Re: [PATCH bpf-next 3/5] bpf: do .test_run in dummy BPF STRUCT_OPS

From: Hou Tao <houtao1@huawei.com>
To: Martin KaFai Lau <kafai@fb.com>
Cc: Alexei Starovoitov <ast@kernel.org>,
	Daniel Borkmann <daniel@iogearbox.net>,
	Andrii Nakryiko <andrii@kernel.org>, <netdev@vger.kernel.org>,
	<bpf@vger.kernel.org>
Subject: Re: [PATCH bpf-next 3/5] bpf: do .test_run in dummy BPF STRUCT_OPS
Date: Thu, 30 Sep 2021 19:05:41 +0800	[thread overview]
Message-ID: <89ce4b1c-6ea6-80b9-ec2f-5a6d49dd591b@huawei.com> (raw)

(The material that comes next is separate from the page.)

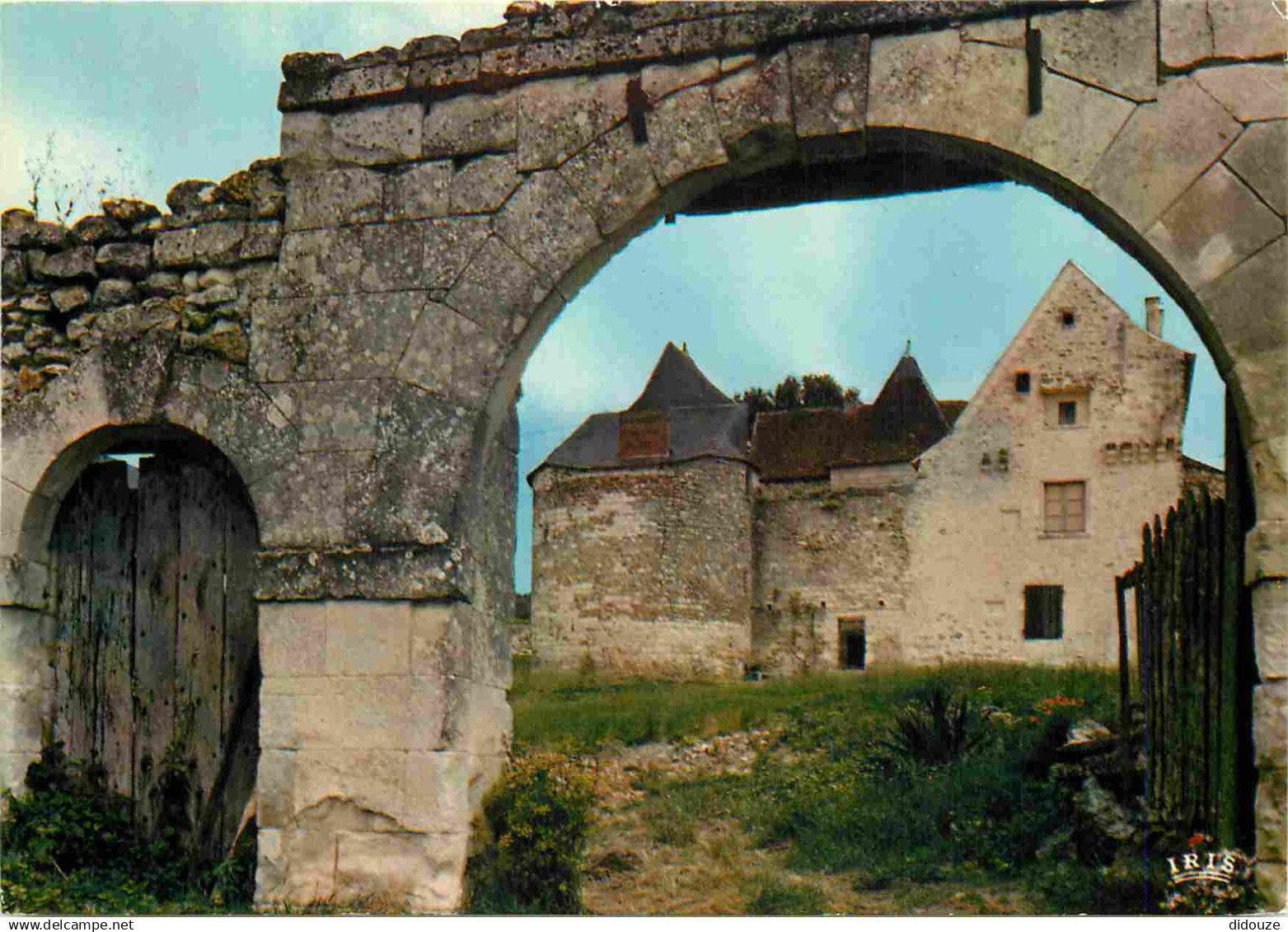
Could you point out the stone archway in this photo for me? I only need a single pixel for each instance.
(446, 199)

In-Reply-To: <20210929185541.cb5z2xnngqljkscu@kafai-mbp.dhcp.thefacebook.com>

Hi,

On 9/30/2021 2:55 AM, Martin KaFai Lau wrote:
> On Tue, Sep 28, 2021 at 10:52:26AM +0800, Hou Tao wrote:
>> Now only program for bpf_dummy_ops::init() is supported. The following
>> two cases are exercised in bpf_dummy_st_ops_test_run():
>>
>> (1) test and check the value returned from state arg in init(state)
>> The content of state is copied from data_in before calling init() and
>> copied back to data_out after calling, so test program could use
>> data_in to pass the input state and use data_out to get the
>> output state.
>>
>> (2) test and check the return value of init(NULL)

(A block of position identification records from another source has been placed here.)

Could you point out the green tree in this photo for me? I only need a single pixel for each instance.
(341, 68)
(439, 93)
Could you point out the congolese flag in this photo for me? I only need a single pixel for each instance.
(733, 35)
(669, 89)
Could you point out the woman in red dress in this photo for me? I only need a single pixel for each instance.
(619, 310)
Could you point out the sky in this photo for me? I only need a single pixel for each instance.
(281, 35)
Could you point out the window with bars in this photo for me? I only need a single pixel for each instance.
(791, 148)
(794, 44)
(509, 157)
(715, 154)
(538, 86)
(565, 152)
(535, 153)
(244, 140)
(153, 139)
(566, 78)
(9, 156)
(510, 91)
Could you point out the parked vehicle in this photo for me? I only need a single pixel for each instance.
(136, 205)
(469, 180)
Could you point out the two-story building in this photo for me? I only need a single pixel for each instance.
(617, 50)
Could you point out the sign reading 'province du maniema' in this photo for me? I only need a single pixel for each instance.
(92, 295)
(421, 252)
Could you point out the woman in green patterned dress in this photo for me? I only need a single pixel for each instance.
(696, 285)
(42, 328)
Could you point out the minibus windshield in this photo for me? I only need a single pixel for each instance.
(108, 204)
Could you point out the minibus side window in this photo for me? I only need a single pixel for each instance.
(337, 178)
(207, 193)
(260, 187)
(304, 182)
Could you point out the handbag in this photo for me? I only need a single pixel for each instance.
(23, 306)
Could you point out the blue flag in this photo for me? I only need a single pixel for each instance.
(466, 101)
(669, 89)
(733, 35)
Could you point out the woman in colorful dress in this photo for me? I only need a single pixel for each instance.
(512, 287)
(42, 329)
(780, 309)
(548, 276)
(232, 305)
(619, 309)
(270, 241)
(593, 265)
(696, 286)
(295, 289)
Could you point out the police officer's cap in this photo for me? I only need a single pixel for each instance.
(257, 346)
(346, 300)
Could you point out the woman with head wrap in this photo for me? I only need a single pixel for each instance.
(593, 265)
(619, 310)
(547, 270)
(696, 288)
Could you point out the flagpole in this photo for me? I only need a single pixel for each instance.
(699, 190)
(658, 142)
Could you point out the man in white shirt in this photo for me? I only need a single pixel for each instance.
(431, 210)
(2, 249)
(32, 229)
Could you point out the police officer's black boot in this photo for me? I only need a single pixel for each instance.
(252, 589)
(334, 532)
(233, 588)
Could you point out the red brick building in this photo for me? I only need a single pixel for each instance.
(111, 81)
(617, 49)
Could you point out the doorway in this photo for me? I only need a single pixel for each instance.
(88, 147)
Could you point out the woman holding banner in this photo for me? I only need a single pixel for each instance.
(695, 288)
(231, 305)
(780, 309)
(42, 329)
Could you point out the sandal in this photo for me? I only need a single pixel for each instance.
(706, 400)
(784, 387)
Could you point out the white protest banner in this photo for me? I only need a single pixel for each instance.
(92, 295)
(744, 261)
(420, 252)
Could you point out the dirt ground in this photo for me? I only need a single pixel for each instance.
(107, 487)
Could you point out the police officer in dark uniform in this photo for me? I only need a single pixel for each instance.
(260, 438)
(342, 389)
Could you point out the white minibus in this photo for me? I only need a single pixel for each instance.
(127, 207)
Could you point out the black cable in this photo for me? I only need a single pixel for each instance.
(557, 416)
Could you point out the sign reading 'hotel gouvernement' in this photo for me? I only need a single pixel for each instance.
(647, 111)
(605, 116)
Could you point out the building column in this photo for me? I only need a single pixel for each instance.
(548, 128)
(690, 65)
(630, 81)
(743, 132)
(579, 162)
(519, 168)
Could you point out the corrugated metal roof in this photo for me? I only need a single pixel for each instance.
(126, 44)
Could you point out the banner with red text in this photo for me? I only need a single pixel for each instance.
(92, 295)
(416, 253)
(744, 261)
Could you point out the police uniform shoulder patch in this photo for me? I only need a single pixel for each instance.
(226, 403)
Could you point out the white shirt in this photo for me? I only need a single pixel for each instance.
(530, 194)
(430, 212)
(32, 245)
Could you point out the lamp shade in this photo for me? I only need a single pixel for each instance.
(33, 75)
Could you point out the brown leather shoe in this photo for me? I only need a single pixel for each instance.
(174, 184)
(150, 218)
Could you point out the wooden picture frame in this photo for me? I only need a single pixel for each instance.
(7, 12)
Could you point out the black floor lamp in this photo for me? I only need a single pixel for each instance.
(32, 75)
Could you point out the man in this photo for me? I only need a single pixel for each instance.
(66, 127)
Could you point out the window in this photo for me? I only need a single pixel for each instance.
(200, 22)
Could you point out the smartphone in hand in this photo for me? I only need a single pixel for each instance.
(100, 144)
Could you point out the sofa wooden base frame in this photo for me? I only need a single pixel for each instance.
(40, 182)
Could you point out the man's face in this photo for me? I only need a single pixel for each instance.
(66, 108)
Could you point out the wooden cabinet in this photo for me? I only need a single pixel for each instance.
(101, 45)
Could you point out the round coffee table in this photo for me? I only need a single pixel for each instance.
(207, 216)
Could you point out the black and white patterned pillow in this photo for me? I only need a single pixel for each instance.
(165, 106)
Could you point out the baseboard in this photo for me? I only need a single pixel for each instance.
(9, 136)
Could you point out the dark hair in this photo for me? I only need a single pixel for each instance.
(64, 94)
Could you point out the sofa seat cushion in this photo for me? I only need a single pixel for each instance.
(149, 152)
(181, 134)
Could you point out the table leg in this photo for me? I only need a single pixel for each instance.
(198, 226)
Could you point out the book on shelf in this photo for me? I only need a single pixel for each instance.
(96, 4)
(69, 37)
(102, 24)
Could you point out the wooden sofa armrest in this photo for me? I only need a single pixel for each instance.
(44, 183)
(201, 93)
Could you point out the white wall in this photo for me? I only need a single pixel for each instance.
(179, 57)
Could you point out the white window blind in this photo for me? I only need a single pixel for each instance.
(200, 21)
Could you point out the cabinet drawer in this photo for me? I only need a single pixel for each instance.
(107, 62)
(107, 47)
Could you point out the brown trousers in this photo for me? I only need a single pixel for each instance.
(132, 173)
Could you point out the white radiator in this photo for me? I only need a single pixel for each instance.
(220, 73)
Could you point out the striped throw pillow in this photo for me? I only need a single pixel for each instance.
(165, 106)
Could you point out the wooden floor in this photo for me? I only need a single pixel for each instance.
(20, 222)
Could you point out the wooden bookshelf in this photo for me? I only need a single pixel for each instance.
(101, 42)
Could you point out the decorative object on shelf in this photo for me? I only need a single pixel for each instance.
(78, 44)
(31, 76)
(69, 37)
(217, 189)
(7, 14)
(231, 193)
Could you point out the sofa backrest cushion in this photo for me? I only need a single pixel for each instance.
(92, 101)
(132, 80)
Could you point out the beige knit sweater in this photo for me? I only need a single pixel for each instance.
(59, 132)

>> data_in_size is set as 0, so the state will be NULL and there will be
>> no copy-in & copy-out.
> Patch 1 and patch 3 in this set should be combined.

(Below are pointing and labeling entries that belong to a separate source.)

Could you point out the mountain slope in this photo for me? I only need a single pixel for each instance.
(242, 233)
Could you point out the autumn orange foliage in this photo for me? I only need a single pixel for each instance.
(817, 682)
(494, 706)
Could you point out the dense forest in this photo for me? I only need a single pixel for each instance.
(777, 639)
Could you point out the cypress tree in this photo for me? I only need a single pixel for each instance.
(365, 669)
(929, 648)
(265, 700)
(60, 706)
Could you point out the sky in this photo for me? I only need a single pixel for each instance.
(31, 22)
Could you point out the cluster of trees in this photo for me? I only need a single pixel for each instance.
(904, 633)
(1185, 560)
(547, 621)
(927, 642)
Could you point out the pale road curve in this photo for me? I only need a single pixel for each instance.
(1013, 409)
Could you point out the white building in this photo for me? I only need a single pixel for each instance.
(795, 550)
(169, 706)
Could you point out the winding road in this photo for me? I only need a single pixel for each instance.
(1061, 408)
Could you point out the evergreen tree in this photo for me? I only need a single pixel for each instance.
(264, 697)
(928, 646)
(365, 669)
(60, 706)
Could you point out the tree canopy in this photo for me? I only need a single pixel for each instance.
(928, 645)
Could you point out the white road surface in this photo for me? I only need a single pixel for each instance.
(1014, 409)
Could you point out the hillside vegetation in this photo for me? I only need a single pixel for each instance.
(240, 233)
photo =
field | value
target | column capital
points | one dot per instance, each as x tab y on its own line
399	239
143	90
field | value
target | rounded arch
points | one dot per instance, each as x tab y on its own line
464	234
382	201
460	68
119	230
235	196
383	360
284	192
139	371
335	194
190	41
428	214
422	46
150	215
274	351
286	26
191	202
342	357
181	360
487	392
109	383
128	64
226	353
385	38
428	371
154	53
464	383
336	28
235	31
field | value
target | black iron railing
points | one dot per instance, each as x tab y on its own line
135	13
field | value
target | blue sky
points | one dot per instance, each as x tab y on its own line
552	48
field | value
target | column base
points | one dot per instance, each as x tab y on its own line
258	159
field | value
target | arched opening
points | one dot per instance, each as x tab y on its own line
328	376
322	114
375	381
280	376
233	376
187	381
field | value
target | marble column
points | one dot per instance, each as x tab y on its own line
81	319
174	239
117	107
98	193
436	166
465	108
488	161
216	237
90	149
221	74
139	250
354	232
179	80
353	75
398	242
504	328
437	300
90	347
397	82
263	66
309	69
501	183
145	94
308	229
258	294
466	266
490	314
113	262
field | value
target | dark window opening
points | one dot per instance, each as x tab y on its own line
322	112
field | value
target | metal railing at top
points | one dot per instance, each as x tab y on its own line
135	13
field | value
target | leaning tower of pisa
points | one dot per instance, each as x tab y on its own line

Will do. The purpose of splitting into two patches is that if only the return
value test is needed, patch 3 can be dropped. But now we will add more
tests, so i think combine two patches into one is OK.
>
>>  include/linux/bpf_dummy_ops.h  |  13 ++-
>>  net/bpf/bpf_dummy_struct_ops.c | 176 +++++++++++++++++++++++++++++++++
>>  2 files changed, 188 insertions(+), 1 deletion(-)
>>
>> diff --git a/include/linux/bpf_dummy_ops.h b/include/linux/bpf_dummy_ops.h
>> index a594ae830eba..5049484e6693 100644
>> --- a/include/linux/bpf_dummy_ops.h
>> +++ b/include/linux/bpf_dummy_ops.h
> The changes here seem not worth a new header file.
> Let see if they can be simplified and move the only needed things to bpf.h.
>
>> @@ -5,10 +5,21 @@
>>  #ifndef _BPF_DUMMY_OPS_H
>>  #define _BPF_DUMMY_OPS_H
>>  
>> -typedef int (*bpf_dummy_ops_init_t)(void);
>> +#include <linux/bpf.h>
>> +#include <linux/filter.h>
>> +
>> +struct bpf_dummy_ops_state {
>> +	int val;
>> +};
> This struct can be moved to net/bpf/bpf_dummy_struct_ops.c.
>
>> +
>> +typedef int (*bpf_dummy_ops_init_t)(struct bpf_dummy_ops_state *cb);
> If I read it correctly, the typedef is only useful in casting later.
> It would need another typedef in the future if new test function is added.
> Lets try to remove it (more on this later).
>
>>  
>>  struct bpf_dummy_ops {
>>  	bpf_dummy_ops_init_t init;
> "init" is a little confusing since it is not doing initialization.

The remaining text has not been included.